They're still computers, but computers are now just the engines running a huge
array of devices. After all, I think the computer is going to be the next
motor.

For clarity I think it's better to call "PCs" desktops or laptops for the time
being.

------
ignostic
It also makes little sense to call most phones "phones." They're also cameras,
camcorders, MP3 players, maps, browsers, etc.
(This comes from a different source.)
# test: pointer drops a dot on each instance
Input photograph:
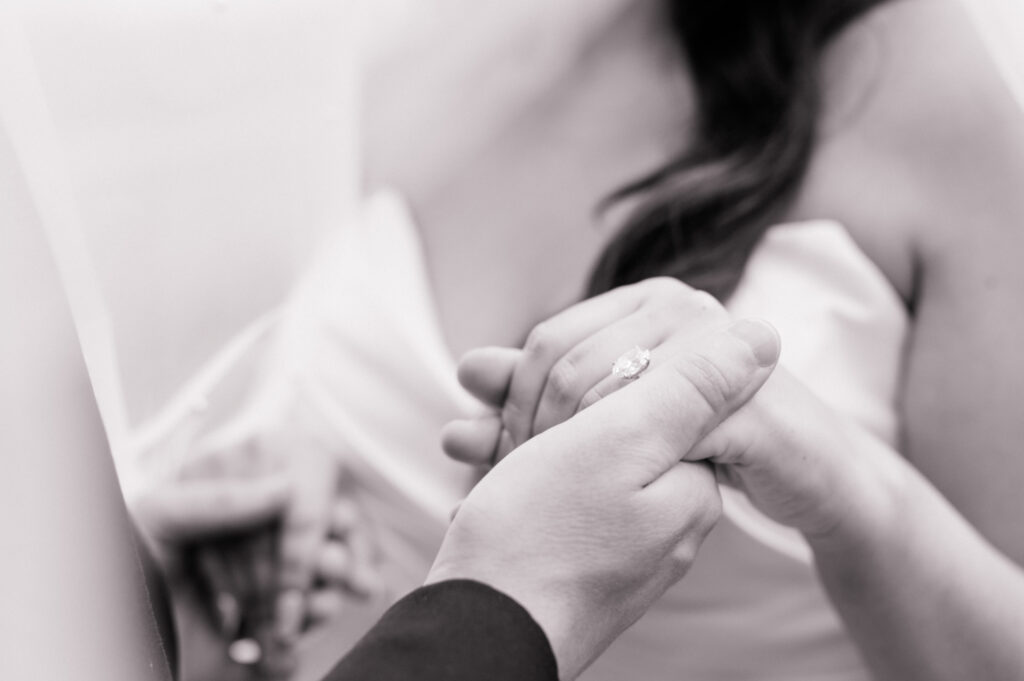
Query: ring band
(631, 364)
As devices converge it may someday no longer make sense to have more than one
device with serious processing power. I'm not sure I care much what we'll call
it at that point.

------
speeder
I still use my computer to compute (spreadsheets anyone?) so no, leave it
alone! I want to compute!

------
jaxbot
Weird. I had this exact same thought last night when I was going to bed. That
seems to happen to me a lot; think something before bed, and then see it
within the week. I should play lotto.

In all seriousness, though, "computer" describes a device that, well, does a
computation. And while they definitely still do this, more now than ever,
that's not what we use them for. We use them, truly, as communicators. Same
with the word "phone". Really, the words have become obsolete because the
actual product is obsolete, too. We think of computers in terms of what we use
them for, not what they do inside them.

------
informatimago
You could use the word "ordinator" like the French « ordinateur ».

[http://fr.wikipedia.org/wiki/Ordinateur#.C3.89tymologie](http://fr.wikipedia.org/wiki/Ordinateur#.C3.89tymologie)

------
dm2
There isn't a better word though.

The worst is when people try to use a different name, like "box".

Yes, technically millions of different devices are computers, everything from
sim cards to satellites to robots to TVs.

When someone asks to look at your computer, you don't show them your phone,
even though there is very little technical difference, you show them your
laptop or desktop computer.

------
damian2000
One case is a Raspberry Pi - they are undoubtedly a computer, but as far as I
know most people don't refer to them as that when they own one, they just
refer to it as "my Pi" or "my Raspberry Pi".

------
adrianwaj
It is more hip to use 'puter.